Ömür sermayemizin yarısını ipotek eden sanal dünya, bizi kendi alemine hapsetmeden önce kendimize sormamız gereken bir soru var;
"Nerede çevrimiçiyim? Sanalda mı yoksa gerçekte mi?"
Çevrimiçi olduğumuz an, içinde bulunduğumuz ortamdan kopuyoruz. Saatlerce kapalı bir mekanda bir noktaya bakıyoruz.
Tıpkı açık havada yürümek yerine ev içlerindeki yürüme bantları da yürümek gibi.

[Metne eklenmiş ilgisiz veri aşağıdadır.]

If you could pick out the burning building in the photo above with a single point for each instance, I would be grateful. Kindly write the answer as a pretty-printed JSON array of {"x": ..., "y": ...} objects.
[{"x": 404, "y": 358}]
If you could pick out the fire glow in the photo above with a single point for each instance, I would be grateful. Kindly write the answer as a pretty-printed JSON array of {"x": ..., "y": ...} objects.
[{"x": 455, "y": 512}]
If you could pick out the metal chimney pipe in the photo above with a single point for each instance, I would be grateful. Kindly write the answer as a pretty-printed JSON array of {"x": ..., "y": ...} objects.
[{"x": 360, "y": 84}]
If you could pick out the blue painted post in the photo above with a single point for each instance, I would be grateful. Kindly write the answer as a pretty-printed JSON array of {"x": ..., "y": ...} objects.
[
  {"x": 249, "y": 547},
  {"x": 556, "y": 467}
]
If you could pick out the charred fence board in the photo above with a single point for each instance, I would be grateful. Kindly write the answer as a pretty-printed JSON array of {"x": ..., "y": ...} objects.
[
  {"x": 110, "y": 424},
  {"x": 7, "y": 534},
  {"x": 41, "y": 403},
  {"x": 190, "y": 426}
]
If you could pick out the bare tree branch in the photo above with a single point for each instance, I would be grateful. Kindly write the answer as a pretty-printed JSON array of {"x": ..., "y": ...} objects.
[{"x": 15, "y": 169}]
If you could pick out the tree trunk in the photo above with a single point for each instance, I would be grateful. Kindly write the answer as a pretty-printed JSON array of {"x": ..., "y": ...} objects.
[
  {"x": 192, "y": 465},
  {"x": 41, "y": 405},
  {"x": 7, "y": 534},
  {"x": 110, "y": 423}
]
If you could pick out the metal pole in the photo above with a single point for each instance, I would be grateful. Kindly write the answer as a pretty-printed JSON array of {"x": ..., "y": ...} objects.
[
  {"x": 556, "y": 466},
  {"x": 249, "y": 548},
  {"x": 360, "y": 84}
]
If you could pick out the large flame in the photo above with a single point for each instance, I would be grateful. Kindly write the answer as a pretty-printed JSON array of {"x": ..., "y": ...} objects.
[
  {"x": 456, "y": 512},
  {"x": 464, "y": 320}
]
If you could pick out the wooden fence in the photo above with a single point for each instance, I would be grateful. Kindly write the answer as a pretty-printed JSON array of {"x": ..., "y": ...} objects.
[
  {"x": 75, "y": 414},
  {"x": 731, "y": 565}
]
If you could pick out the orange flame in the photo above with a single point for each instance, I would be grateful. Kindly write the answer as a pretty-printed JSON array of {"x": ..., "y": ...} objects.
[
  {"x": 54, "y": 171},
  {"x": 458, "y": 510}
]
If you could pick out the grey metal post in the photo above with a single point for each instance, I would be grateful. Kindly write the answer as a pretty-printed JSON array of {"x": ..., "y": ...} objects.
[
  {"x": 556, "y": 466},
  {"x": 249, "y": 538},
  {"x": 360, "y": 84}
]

Çevrimiçi ilişki bantları da yürüyor ve yerimizde sayıyoruz.
Bağlanamamak korkutuyor bizi ve bağlanamadığımız zamanlar sıkılıyoruz. Çevrimiçi bizi her şeyden koparıyor.
Yeryüzünden, birbirimizden. Çevrimiçinde kısır bir döngü içinde buluyoruz kendimizi.

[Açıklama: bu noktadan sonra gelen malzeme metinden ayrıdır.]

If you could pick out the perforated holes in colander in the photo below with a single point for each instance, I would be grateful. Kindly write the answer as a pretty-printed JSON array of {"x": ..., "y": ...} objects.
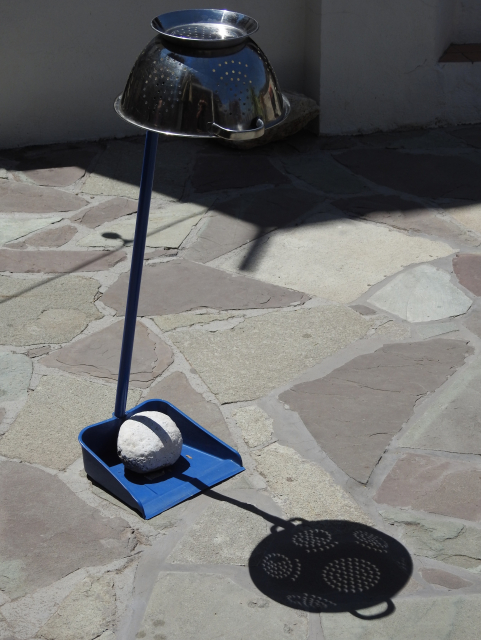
[
  {"x": 313, "y": 540},
  {"x": 279, "y": 566},
  {"x": 199, "y": 31},
  {"x": 351, "y": 575},
  {"x": 309, "y": 601},
  {"x": 371, "y": 541}
]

Dönüp dolaşıp yine aynı noktaya gelme durumu.
Dolap beygirleri gibi merkezin etrafında dönüp duruyor ve aynı noktada bulunuyoruz kendimizi.
Çevrimiçine esir olmuşuz. Evde, trende, otobüste, uçakta, yolda her yerde,
Günün ortalama en az 12 saati.
Oysa çevrimdışı olmak dünya ya açılmaktır. Hayatın kırsal damarlarıyla bağlantı kurmaktır.

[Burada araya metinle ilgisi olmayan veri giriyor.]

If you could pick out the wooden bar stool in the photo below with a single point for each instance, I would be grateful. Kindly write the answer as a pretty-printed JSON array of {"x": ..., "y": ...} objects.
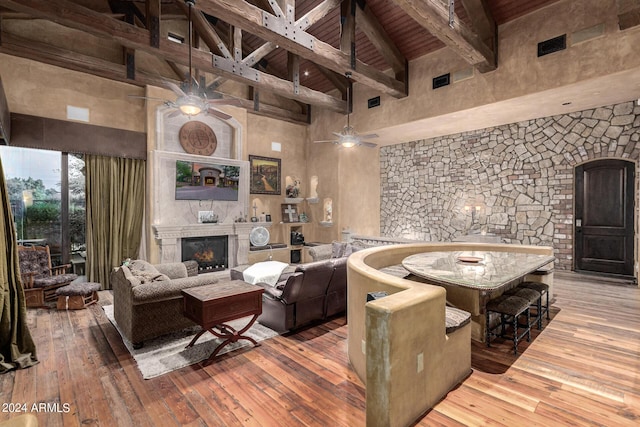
[
  {"x": 543, "y": 289},
  {"x": 510, "y": 308}
]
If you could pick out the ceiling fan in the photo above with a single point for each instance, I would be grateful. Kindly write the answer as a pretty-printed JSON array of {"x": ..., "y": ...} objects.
[
  {"x": 192, "y": 101},
  {"x": 348, "y": 137}
]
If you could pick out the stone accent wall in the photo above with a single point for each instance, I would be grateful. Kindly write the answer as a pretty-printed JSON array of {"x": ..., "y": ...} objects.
[{"x": 519, "y": 176}]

Çevrimiçinde zamanımızı harcarken, çevrimdışında nefes alıyoruz.
Günümüzde çevrimiçi olmak, bir varoluş sorunu artık deniyor.
"Online" olmak ya da olmamak. İşte bütün mesele bu."
Boş zaman yoktur. Boşa geçen zaman vardır.
Boş geçen zamanınızı dolu dolu değerlendirmelisiniz. Bazı insanlar bu bilinçle değil.
Her boşluğumuzda telefona sarılmaktan vazgeçin.
Kendinizi bi deneyim bir gün telefondan uzak kalın bakalım ne olacak. Kalabilirmisiniz?
Hayatta sürekli bir şeye bağlı kalmak tutsaklıktır.
Sürekli çevrimiçi olan kişi hep yoğundur. Yoğunum diyen insan zaten hız tuzağına düşmüş olan kişidir.
Bence sürekli çevrimiçi kalmak kişiden alınan yada çalınan boşa akıp giden zamandır.
Sürekli çevrimiçi olan insanlığın mutsuzluğu bir şeyde kaynaklanır;
Bütün mesele insanın bir odada nasıl ayakta kalacağını bilememesidir.
Her gününüzü son gününüz gibi yaşayın.